00000000  73 00 74 00 72 00 31 00  00 00 73 00 74 00 72 00  s.t.r.1...s.t.r.
00000010  32 00 00 00 73 00 74 00  72 00 33 00 00 00 00 00  2...s.t.r.3.....

Solution

  • So your buffer is valid little endian UTF-16 data. Those "double 00 bytes" is just the NUL character, or \0.

    Encoding.Unicode.GetString(myBuffer) will actually correctly decode the whole buffer, but it'll have embedded NUL characters in it delimiting each sub string. Which is fine, because \0 is just like any character. This isn't C.

    The sample code below will use Console.WriteLine to signify "use the substring", but feel free to substitute with what is appropriate.

    First approach: decode the whole thing

    If you split by \0 after decoding, you can get all the substrings, removing empty entries to get rid of those final NULs:

    var decoded = Encoding.Unicode.GetString(myBuffer);
    foreach(var str in decoded.Split('\0', StringSplitOptions.RemoveEmptyEntries))
        Console.WriteLine(str);
    

    Alternatively, you can search for the first NUL if you want:

    var index = decoded.IndexOf('\0');
    var firstStr = decoded.Substring(0, index);
    

    Second approach: split, then decode

    If you don't want to do it all in one go because you have to process a lot of data at once, then you could just find the next 0 0 byte sequence, and then decode from there:

    var toFindSpan = MemoryMarshal.AsBytes("\0".AsSpan());
    var units = myBuffer.AsSpan();
    while (!units.IsEmpty)
    {
        var index = units.IndexOf(toFindSpan);
        if (index == -1)
            break;
    
        if (index > 0)
        {
            var str = Encoding.Unicode.GetString(units[..index]);
            Console.WriteLine(str);
        }
        units = units[(index + toFindSpan.Length + 1)..];
    }
    

    Alternatively, cast to a span of char, which would allow you to use ToString() on the span to get a string, skipping the decoding step, but this assumes the data is all valid text (as ultimately, all you're doing is skipping the validation). Up to you.

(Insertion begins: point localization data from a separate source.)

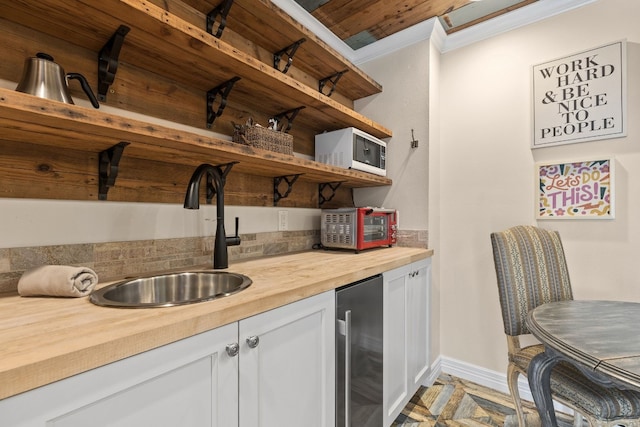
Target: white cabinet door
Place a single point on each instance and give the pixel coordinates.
(396, 369)
(406, 334)
(287, 365)
(192, 382)
(418, 316)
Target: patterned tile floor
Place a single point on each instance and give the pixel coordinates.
(452, 402)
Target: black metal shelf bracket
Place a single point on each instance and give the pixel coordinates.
(290, 180)
(333, 80)
(290, 115)
(289, 51)
(221, 10)
(223, 90)
(108, 163)
(108, 61)
(333, 186)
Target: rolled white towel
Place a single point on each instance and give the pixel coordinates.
(58, 281)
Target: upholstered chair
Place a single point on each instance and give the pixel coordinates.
(531, 270)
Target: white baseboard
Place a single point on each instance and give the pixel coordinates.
(482, 376)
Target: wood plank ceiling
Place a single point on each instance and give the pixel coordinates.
(361, 22)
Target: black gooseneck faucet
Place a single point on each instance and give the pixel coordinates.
(216, 177)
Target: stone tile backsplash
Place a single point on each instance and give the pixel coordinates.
(115, 260)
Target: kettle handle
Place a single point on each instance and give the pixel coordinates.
(85, 86)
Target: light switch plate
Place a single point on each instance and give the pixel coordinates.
(283, 220)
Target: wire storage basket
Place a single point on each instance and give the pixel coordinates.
(264, 138)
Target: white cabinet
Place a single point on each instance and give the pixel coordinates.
(287, 365)
(406, 334)
(192, 382)
(286, 379)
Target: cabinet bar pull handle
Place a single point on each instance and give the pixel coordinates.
(233, 349)
(253, 341)
(347, 368)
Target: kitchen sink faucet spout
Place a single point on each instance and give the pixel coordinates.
(216, 179)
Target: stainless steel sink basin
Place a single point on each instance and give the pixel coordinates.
(167, 290)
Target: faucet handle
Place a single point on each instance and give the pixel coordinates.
(234, 240)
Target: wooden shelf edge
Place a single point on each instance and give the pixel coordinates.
(206, 46)
(313, 46)
(41, 121)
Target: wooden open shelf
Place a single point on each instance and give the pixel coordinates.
(165, 44)
(266, 25)
(25, 118)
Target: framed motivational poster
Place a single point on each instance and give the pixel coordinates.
(581, 97)
(576, 190)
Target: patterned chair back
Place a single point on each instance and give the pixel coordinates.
(531, 270)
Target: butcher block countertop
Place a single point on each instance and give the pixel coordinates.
(43, 340)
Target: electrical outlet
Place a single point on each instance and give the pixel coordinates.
(283, 220)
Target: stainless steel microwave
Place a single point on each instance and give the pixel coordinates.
(352, 148)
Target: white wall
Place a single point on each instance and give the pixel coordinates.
(486, 174)
(402, 106)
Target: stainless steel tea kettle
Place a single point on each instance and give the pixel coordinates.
(45, 79)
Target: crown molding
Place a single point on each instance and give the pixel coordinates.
(431, 29)
(525, 15)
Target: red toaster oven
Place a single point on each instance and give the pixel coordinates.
(358, 228)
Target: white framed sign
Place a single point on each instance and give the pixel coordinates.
(581, 97)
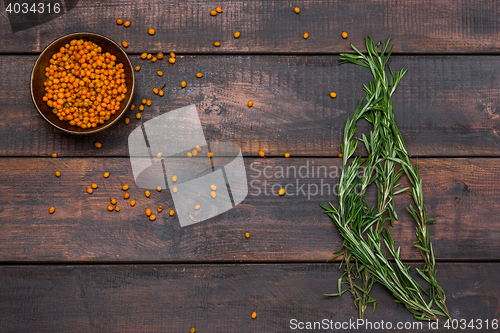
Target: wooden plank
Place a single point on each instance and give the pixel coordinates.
(462, 194)
(445, 106)
(272, 26)
(217, 298)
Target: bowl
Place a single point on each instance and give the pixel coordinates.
(38, 77)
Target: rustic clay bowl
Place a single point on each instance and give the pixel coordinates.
(38, 77)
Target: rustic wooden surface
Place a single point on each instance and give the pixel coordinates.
(460, 193)
(213, 298)
(443, 26)
(86, 269)
(445, 106)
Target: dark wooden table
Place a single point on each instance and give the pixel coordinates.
(84, 269)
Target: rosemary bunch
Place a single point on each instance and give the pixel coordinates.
(361, 225)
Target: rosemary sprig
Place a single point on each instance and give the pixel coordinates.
(362, 226)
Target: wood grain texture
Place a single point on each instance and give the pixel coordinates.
(215, 298)
(445, 106)
(272, 26)
(462, 194)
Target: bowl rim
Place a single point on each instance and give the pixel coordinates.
(91, 130)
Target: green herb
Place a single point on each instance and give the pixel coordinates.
(361, 225)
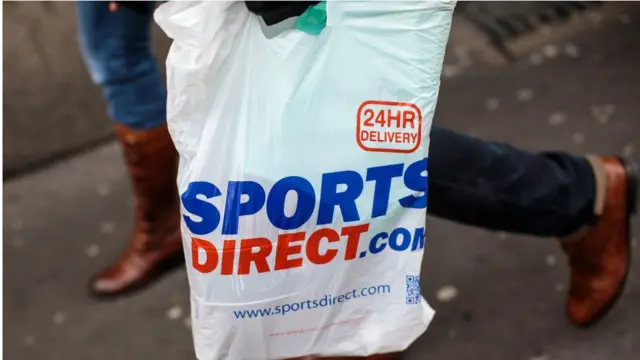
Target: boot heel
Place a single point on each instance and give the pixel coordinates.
(631, 168)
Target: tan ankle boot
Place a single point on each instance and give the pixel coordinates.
(600, 256)
(155, 243)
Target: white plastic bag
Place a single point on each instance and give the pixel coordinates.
(303, 174)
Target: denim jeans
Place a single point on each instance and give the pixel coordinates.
(116, 47)
(486, 184)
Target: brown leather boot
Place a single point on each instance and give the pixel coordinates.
(600, 256)
(156, 243)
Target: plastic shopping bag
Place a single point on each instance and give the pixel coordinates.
(303, 175)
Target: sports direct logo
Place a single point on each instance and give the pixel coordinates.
(338, 192)
(388, 126)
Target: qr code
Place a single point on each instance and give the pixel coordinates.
(413, 290)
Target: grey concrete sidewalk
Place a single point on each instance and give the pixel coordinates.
(65, 222)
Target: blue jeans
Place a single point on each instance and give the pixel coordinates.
(487, 184)
(116, 47)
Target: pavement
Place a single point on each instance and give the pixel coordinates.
(504, 293)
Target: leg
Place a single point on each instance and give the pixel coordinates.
(116, 49)
(500, 187)
(585, 201)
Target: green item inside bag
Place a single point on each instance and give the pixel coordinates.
(314, 20)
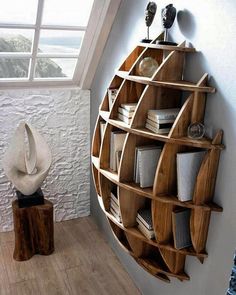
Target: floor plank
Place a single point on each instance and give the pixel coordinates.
(83, 263)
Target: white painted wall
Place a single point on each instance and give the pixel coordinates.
(62, 117)
(211, 27)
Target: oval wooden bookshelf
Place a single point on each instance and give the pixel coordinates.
(158, 255)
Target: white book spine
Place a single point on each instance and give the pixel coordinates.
(111, 96)
(188, 165)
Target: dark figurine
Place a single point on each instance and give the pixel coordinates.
(149, 17)
(168, 17)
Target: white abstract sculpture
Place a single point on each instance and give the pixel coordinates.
(27, 168)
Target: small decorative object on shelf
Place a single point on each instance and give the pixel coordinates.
(26, 164)
(172, 175)
(196, 130)
(112, 92)
(161, 121)
(149, 17)
(168, 18)
(147, 67)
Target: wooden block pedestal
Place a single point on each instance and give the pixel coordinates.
(34, 233)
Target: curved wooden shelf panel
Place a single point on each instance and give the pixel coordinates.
(148, 192)
(178, 84)
(204, 143)
(163, 90)
(167, 47)
(136, 233)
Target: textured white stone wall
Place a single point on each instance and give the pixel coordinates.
(62, 117)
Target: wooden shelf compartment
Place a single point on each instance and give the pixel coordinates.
(205, 143)
(105, 147)
(154, 265)
(136, 233)
(95, 179)
(155, 98)
(126, 171)
(167, 82)
(129, 92)
(180, 84)
(167, 47)
(116, 83)
(157, 55)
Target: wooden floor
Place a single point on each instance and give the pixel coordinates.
(82, 263)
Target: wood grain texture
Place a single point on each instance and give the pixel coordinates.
(139, 248)
(81, 256)
(130, 203)
(105, 186)
(204, 193)
(178, 84)
(199, 102)
(162, 224)
(34, 232)
(183, 120)
(162, 90)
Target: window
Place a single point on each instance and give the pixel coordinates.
(40, 40)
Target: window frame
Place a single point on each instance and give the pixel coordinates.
(95, 28)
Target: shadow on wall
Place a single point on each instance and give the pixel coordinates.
(186, 22)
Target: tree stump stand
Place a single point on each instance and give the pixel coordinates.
(34, 232)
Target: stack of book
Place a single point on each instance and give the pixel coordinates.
(188, 165)
(144, 220)
(114, 206)
(112, 92)
(145, 164)
(102, 128)
(116, 146)
(126, 112)
(161, 121)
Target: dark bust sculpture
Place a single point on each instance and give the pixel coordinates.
(149, 17)
(168, 17)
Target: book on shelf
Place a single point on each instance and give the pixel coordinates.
(129, 106)
(163, 114)
(146, 160)
(157, 130)
(115, 207)
(181, 228)
(124, 118)
(102, 128)
(111, 92)
(159, 125)
(126, 113)
(117, 217)
(144, 216)
(114, 194)
(188, 165)
(114, 199)
(116, 144)
(147, 232)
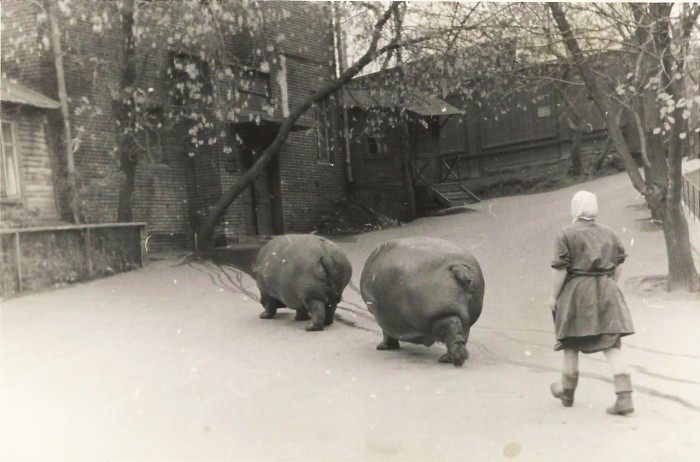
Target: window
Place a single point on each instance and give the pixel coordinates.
(323, 132)
(376, 144)
(9, 166)
(191, 79)
(152, 136)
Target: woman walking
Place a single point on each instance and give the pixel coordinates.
(590, 313)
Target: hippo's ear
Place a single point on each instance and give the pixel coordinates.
(462, 275)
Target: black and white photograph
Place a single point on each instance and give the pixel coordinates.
(269, 230)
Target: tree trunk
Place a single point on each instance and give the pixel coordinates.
(124, 108)
(206, 230)
(576, 161)
(682, 273)
(409, 196)
(408, 193)
(65, 114)
(126, 193)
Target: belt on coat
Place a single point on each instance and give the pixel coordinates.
(596, 274)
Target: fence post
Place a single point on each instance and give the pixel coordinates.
(88, 252)
(18, 259)
(142, 234)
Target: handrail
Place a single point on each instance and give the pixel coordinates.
(39, 229)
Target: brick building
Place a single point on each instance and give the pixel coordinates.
(175, 184)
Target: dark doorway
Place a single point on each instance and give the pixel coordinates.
(263, 203)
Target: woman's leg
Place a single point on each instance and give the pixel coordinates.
(569, 379)
(570, 365)
(622, 381)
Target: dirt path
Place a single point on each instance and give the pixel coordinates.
(172, 363)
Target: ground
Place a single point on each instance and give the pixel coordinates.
(171, 362)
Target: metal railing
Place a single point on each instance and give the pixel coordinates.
(691, 194)
(88, 251)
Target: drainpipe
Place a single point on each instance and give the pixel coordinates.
(339, 56)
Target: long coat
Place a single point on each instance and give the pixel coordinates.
(590, 302)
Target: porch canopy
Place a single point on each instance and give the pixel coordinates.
(13, 92)
(418, 102)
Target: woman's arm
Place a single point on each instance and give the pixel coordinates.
(557, 280)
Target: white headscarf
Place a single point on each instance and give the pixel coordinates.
(584, 206)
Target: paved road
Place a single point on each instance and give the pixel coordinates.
(172, 363)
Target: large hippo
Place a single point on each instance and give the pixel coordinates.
(424, 290)
(303, 272)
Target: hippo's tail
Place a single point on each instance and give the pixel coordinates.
(463, 275)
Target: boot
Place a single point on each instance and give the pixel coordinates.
(565, 390)
(623, 390)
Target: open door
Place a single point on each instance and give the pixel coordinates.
(263, 204)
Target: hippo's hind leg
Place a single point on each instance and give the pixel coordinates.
(317, 310)
(302, 314)
(450, 331)
(389, 343)
(330, 313)
(270, 305)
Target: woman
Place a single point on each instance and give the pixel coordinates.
(590, 313)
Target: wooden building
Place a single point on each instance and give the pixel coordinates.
(27, 162)
(460, 146)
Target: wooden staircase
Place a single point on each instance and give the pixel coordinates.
(453, 194)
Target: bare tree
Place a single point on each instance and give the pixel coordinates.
(658, 43)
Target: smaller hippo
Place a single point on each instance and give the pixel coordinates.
(303, 272)
(424, 290)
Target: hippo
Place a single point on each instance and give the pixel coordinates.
(304, 272)
(424, 290)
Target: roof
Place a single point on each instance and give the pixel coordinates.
(418, 102)
(13, 92)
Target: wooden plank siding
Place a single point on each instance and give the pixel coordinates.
(36, 181)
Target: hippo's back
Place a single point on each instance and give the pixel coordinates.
(293, 267)
(409, 283)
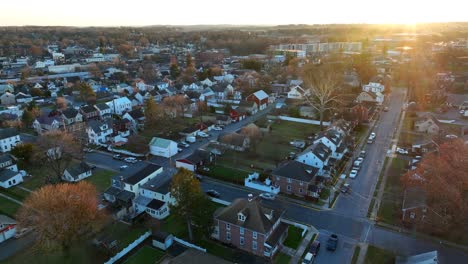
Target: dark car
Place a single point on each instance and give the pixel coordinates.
(315, 247)
(332, 242)
(213, 193)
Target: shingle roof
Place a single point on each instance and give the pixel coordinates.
(256, 215)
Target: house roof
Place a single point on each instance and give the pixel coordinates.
(8, 132)
(6, 174)
(141, 174)
(296, 170)
(160, 142)
(78, 169)
(259, 218)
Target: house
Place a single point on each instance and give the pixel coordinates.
(299, 179)
(136, 117)
(297, 92)
(89, 112)
(155, 195)
(317, 155)
(427, 124)
(370, 97)
(120, 105)
(104, 110)
(71, 115)
(7, 228)
(373, 87)
(10, 178)
(45, 123)
(234, 141)
(99, 131)
(77, 172)
(249, 107)
(431, 257)
(250, 226)
(9, 138)
(260, 98)
(8, 99)
(162, 147)
(198, 159)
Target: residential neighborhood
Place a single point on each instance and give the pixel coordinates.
(244, 145)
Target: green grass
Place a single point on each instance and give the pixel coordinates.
(282, 258)
(357, 250)
(101, 179)
(8, 207)
(294, 237)
(145, 255)
(378, 255)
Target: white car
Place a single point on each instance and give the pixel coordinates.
(353, 174)
(267, 196)
(401, 151)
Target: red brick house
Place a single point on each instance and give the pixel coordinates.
(299, 179)
(251, 226)
(259, 97)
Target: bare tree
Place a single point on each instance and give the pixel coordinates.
(323, 83)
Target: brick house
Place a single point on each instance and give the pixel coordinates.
(251, 226)
(296, 178)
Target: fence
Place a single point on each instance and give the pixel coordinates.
(187, 244)
(298, 120)
(127, 249)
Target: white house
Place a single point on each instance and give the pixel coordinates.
(163, 147)
(373, 87)
(9, 138)
(297, 92)
(99, 132)
(120, 105)
(77, 172)
(7, 228)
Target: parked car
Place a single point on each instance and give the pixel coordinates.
(117, 157)
(332, 242)
(402, 151)
(267, 196)
(213, 193)
(130, 160)
(184, 144)
(345, 188)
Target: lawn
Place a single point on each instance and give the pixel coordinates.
(101, 179)
(145, 255)
(294, 237)
(282, 258)
(8, 207)
(378, 255)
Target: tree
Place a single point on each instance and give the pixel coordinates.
(444, 177)
(323, 83)
(56, 151)
(191, 203)
(62, 214)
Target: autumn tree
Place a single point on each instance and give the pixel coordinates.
(56, 150)
(191, 204)
(323, 83)
(444, 177)
(62, 214)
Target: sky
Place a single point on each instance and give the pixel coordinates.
(242, 12)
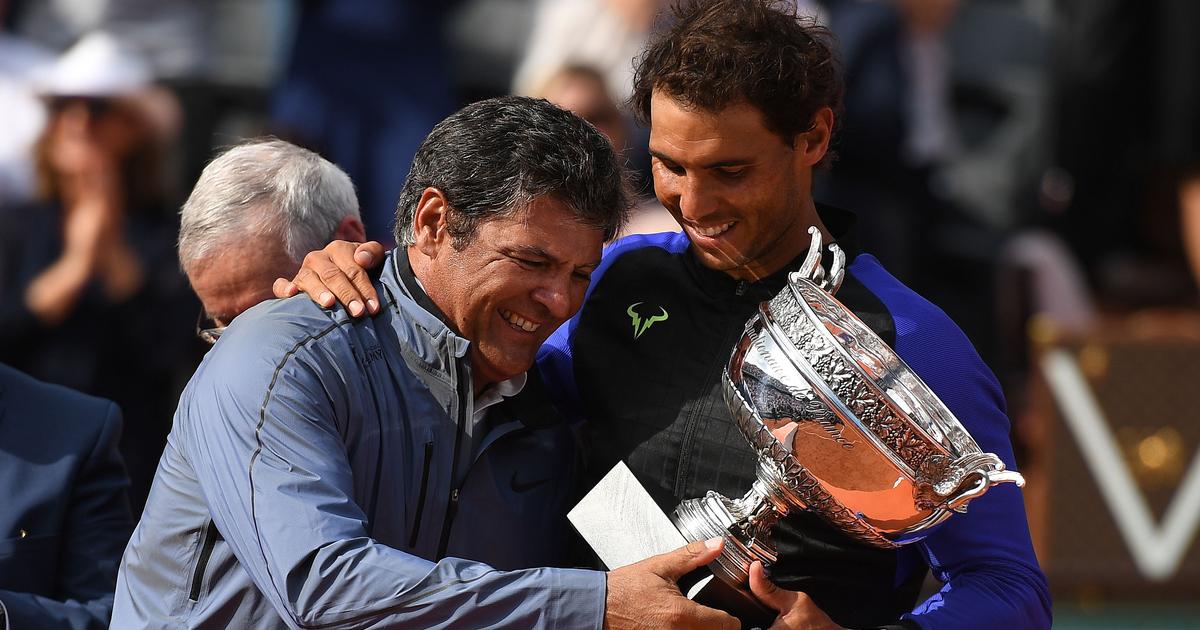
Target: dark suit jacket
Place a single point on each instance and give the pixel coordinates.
(64, 504)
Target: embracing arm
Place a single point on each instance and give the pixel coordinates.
(984, 557)
(267, 447)
(97, 527)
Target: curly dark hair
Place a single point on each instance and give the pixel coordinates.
(496, 156)
(719, 53)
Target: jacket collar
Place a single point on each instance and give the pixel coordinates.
(411, 306)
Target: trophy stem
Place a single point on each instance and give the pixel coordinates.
(744, 525)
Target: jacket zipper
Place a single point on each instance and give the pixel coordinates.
(420, 498)
(210, 540)
(453, 499)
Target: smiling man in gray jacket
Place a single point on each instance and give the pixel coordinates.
(333, 473)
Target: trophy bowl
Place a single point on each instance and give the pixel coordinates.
(843, 427)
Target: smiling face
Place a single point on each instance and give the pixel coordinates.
(511, 285)
(737, 189)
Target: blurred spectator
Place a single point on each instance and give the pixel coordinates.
(1125, 135)
(91, 295)
(66, 513)
(21, 63)
(601, 34)
(253, 215)
(582, 90)
(895, 129)
(366, 82)
(171, 35)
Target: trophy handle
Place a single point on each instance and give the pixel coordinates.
(983, 480)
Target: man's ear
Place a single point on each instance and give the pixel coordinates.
(351, 229)
(430, 222)
(813, 144)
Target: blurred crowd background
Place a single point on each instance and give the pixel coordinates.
(1031, 166)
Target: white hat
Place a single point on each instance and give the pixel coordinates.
(97, 65)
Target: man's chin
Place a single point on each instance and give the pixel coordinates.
(504, 369)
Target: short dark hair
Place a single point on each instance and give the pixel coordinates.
(759, 52)
(496, 156)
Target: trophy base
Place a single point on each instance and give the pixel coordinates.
(623, 525)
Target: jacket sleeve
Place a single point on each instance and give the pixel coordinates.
(264, 439)
(97, 527)
(984, 558)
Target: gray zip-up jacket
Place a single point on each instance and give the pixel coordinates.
(322, 473)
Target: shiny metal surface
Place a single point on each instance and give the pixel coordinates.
(843, 427)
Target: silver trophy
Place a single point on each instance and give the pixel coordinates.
(843, 427)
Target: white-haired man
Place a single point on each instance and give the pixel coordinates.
(252, 216)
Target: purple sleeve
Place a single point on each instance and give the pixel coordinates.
(984, 558)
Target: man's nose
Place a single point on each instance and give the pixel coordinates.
(696, 202)
(556, 297)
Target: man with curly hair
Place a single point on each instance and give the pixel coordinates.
(743, 97)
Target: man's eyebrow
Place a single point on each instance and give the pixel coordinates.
(719, 163)
(532, 251)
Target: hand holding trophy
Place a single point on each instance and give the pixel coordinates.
(843, 427)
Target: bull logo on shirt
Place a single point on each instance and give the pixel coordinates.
(641, 325)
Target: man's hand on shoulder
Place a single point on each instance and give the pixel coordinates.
(337, 273)
(797, 611)
(645, 594)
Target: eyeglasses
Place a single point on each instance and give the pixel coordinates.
(96, 106)
(207, 329)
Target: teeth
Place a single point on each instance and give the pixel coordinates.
(714, 231)
(519, 322)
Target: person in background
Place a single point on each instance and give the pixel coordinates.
(346, 473)
(90, 297)
(65, 514)
(255, 213)
(742, 100)
(581, 90)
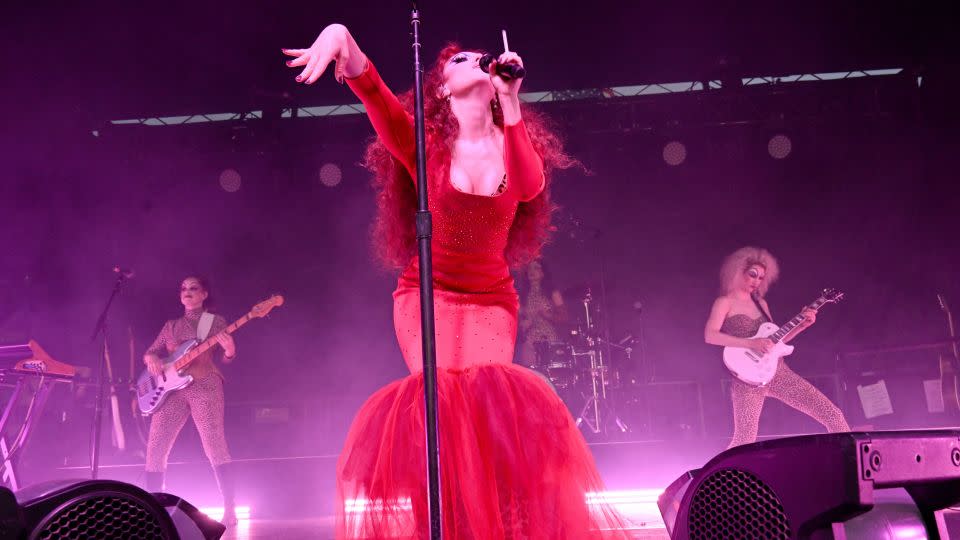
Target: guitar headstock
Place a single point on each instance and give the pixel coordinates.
(263, 308)
(831, 296)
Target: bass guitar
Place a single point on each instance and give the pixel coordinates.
(152, 390)
(758, 369)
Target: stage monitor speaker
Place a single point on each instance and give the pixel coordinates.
(102, 509)
(833, 486)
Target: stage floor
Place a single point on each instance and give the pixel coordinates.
(322, 529)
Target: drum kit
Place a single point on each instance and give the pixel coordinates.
(579, 367)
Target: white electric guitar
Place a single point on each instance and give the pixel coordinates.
(152, 391)
(756, 369)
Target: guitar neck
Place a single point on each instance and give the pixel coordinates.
(209, 343)
(793, 323)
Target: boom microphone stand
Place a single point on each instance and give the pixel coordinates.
(424, 234)
(100, 330)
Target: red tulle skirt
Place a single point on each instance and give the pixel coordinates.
(512, 462)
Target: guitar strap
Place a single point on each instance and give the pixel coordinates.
(760, 307)
(203, 327)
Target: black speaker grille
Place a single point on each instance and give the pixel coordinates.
(737, 505)
(103, 517)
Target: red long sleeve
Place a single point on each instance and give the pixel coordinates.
(523, 165)
(392, 123)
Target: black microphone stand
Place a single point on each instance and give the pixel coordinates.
(101, 330)
(424, 234)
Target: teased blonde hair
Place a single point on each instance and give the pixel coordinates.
(741, 260)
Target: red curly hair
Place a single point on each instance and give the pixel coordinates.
(394, 235)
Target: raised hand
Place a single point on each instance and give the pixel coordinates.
(760, 345)
(154, 365)
(505, 87)
(809, 317)
(333, 44)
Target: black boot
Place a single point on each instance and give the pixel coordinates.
(154, 481)
(224, 476)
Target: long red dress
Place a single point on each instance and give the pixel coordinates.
(513, 463)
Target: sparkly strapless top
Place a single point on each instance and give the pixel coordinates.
(742, 325)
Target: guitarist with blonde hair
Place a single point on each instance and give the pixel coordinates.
(203, 399)
(734, 321)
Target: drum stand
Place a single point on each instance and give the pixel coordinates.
(597, 410)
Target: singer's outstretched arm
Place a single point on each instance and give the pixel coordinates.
(394, 126)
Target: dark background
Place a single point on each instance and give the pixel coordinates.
(866, 202)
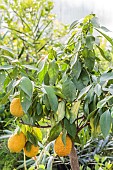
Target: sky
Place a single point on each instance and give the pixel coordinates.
(69, 10)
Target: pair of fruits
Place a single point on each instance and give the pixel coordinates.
(17, 142)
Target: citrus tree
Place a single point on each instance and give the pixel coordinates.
(61, 95)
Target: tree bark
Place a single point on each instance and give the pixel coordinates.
(74, 159)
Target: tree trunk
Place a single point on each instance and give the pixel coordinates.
(74, 159)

    Third approach: reading from a stream, character by character

    But then if you have that much data on hand you probably should be reading from a stream, using a StreamReader to decode on the go:

    using var stream = new MemoryStream(myBuffer, false);
    using var reader = new StreamReader(stream, Encoding.Unicode);
        
    var current = new StringBuilder();
    int c;
    while((c = reader.Read()) != -1)
    {
        if (c == 0)
        {
            if(current.Length > 0)
            {
                var str = current.ToString();
                Console.WriteLine(str);
                current.Clear();
            }
        }
        else
        {
            current.Append((char)c);
        }
    }
    

    Fourth approach: reading from a stream in batches

    An optimisation to the code above would be to call Read with a block of chars and then piece the data back yourself:

    using var stream = new MemoryStream(myBuffer, false);
    using var reader = new StreamReader(stream, Encoding.Unicode);
        
    Span<char> batch = stackalloc char[4096];
        
    var current = new StringBuilder();
    int read;
    while ((read = reader.Read(batch)) > 0)
    {
        var left = batch[..read];
        while (!left.IsEmpty)
        {
            var index = left.IndexOf('\0');
            if (index == -1)
            {
                current.Append(left);
                break;
            }
            else
            {
                current.Append(left[..index]);
                
                // we have a string, collect it
                var str = current.ToString();
                Console.WriteLine(str);
    
                current.Clear();
                    
                left = left[(index + 1)..];
            }
        }
    }
        
    if(current.Length > 0)
    {
        // don't forget letfovers
        var str = current.ToString();
        Console.WriteLine(str);
    }
    

    That should get you decent results.

    Now, those two final approaches use a StringBuilder to build the substrings, but you don't have to do it that way, you can send those characters elsewhere (maybe you're writing them to a file).